Étude: le manque de saumon ne serait pas le problème des orques menacées d’extinction

VANCOUVER — Une hypothèse clé sur la diminution du nombre d’épaulards résidents du Sud impute la faute à un manque de saumon, mais une étude de l’Université de la Colombie-Britannique a révélé que ces orques ont deux fois plus de saumons chinooks disponibles en été que leurs cousins du Nord, qui sont beaucoup plus en santé.

Les chercheurs ont passé des mois à suivre la nourriture préférée des deux populations de baleines dans la mer des Salish et dans les eaux du nord de l’île de Vancouver. Leurs conclusions ont été publiées dans la revue scientifique PLOS One.

Le coauteur du rapport et directeur de l’unité de recherche sur les mammifères marins de l’université, Andrew Trites, a dit qu’ils n’ont pas trouvé ce à quoi ils s’attendaient.

«C’était surprenant», a déclaré M. Trites en évoquant sa première réaction face à leur découverte.

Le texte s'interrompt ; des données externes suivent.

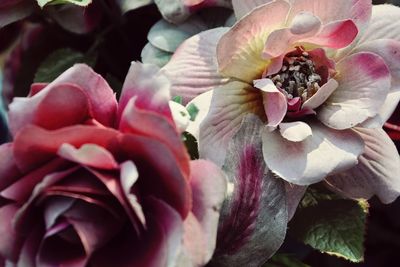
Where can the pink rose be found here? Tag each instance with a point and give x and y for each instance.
(89, 182)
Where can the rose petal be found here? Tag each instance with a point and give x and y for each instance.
(47, 107)
(101, 96)
(239, 50)
(254, 217)
(275, 103)
(364, 82)
(193, 69)
(327, 151)
(89, 154)
(377, 172)
(156, 127)
(295, 131)
(34, 146)
(229, 104)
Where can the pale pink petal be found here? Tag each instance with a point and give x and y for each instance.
(239, 50)
(229, 104)
(377, 172)
(101, 96)
(254, 215)
(364, 82)
(89, 154)
(150, 87)
(294, 194)
(66, 101)
(321, 95)
(242, 7)
(327, 151)
(303, 26)
(357, 10)
(193, 69)
(14, 10)
(389, 50)
(337, 34)
(295, 131)
(208, 185)
(275, 103)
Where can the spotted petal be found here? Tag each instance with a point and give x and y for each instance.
(364, 82)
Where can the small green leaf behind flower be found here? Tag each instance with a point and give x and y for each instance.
(59, 61)
(331, 225)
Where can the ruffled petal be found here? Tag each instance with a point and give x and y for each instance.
(208, 185)
(328, 11)
(229, 104)
(254, 215)
(295, 131)
(193, 68)
(377, 172)
(239, 50)
(327, 151)
(364, 82)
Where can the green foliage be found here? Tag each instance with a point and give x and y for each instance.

«Lorsque vous trouvez ce à quoi vous ne vous attendiez pas, vous examinez encore plus attentivement vos données et votre première pensée est que vous avez dû faire quelque chose de mal.» Le dernier recensement de ce mois-ci des résidents du Sud en voie de disparition a révélé qu’ils ne sont que 73, contre une population croissante de résidents du Nord d’environ 300.

M. Trites a déclaré qu’ils ont vérifié deux fois et trois fois le nombre de saumons trouvés au cours de l’été 2020.

«Je suppose que j’ai appris avec le temps que nous devons être prudents pour ne pas sauter aux conclusions hâtives», a-t-il mentionné.

Le rapport a révélé que le saumon chinook était deux fois plus répandu dans les zones d’alimentation des résidents du Sud que dans celles des résidents du Nord.

«Cela implique que les épaulards résidents du Sud ont un meilleur accès au saumon chinook que les résidents du Nord pendant l’été — et que toute pénurie alimentaire à laquelle les résidents du Sud peuvent être confrontés se produit à d’autres moments de l’année, ou ailleurs dans leur aire de répartition», indique l’étude publiée le 10 octobre.

M. Trites a fait savoir que les chercheurs ont collaboré avec des pêcheurs commerciaux et sportifs ainsi que des entreprises d’observation des baleines pour identifier les zones d’alimentation depuis l’entrée du détroit de Juan de Fuca au large du sud de l’île de Vancouver et de l’embouchure du fleuve Fraser, jusqu’aux eaux au large de l’extrémité nord de l’île de Vancouver.

L’écart croissant entre les populations de ces deux groupes de baleines piscivores a été attribué à diverses différences écologiques et biologiques entre les régions, comme la disponibilité du saumon, la compétition, les perturbations physiques, le bruit sous-marin, les contaminants et la consanguinité.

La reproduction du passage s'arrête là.